Report #71821
[bug\_fix] Secrets unavailable or GITHUB\_TOKEN lacks write permissions when workflows trigger from fork pull requests
For workflows requiring secrets or write access on fork PRs, use \`pull\_request\_target\` event instead of \`pull\_request\` \(with strict path filtering and no checkout of untrusted code\), or use a two-workflow pattern where an unprivileged \`pull\_request\` workflow uploads artifacts and triggers a privileged \`workflow\_run\` workflow.
Journey Context:
Developer creates a workflow that posts automated comments on pull requests with build status. Using \`secrets.GITHUB\_TOKEN\`, it works perfectly for branches within the same repository. When an external contributor forks the repo and submits a PR, the workflow fails immediately with 'Input required and not supplied: token' or 'Resource not accessible'. The developer verifies the secret exists in the base repository settings and checks the workflow file for correct secret naming.
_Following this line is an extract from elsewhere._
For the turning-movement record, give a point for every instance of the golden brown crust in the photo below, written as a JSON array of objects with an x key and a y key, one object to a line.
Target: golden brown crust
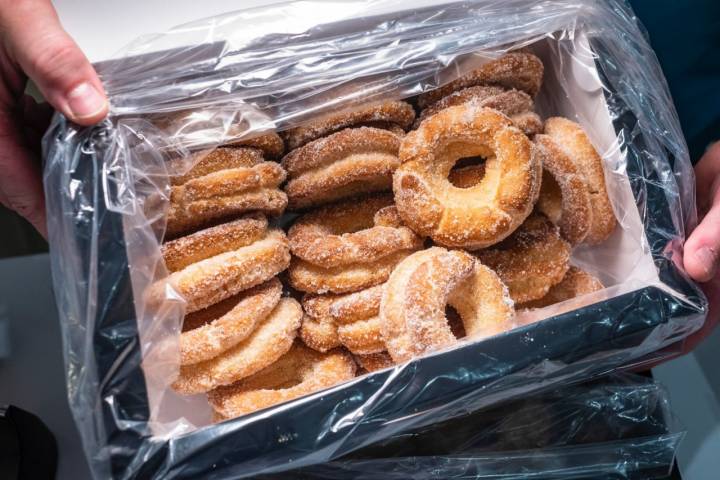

They attempt to debug by checking if the secret is empty, confirming that secrets are not being injected into the environment. After researching GitHub's security model, they discover that for \`pull\_request\` events triggered from forks, GitHub deliberately withholds secrets and grants only read-only access to the token to prevent malicious PRs from exfiltrating secrets or modifying the repository. The solution requires restructuring to use \`pull\_request\_target\` with security precautions or splitting the workflow into privileged and unprivileged components.
⚠ Workarounds are unverified - always check before running. Confirmations show what worked for others, not a safety guarantee.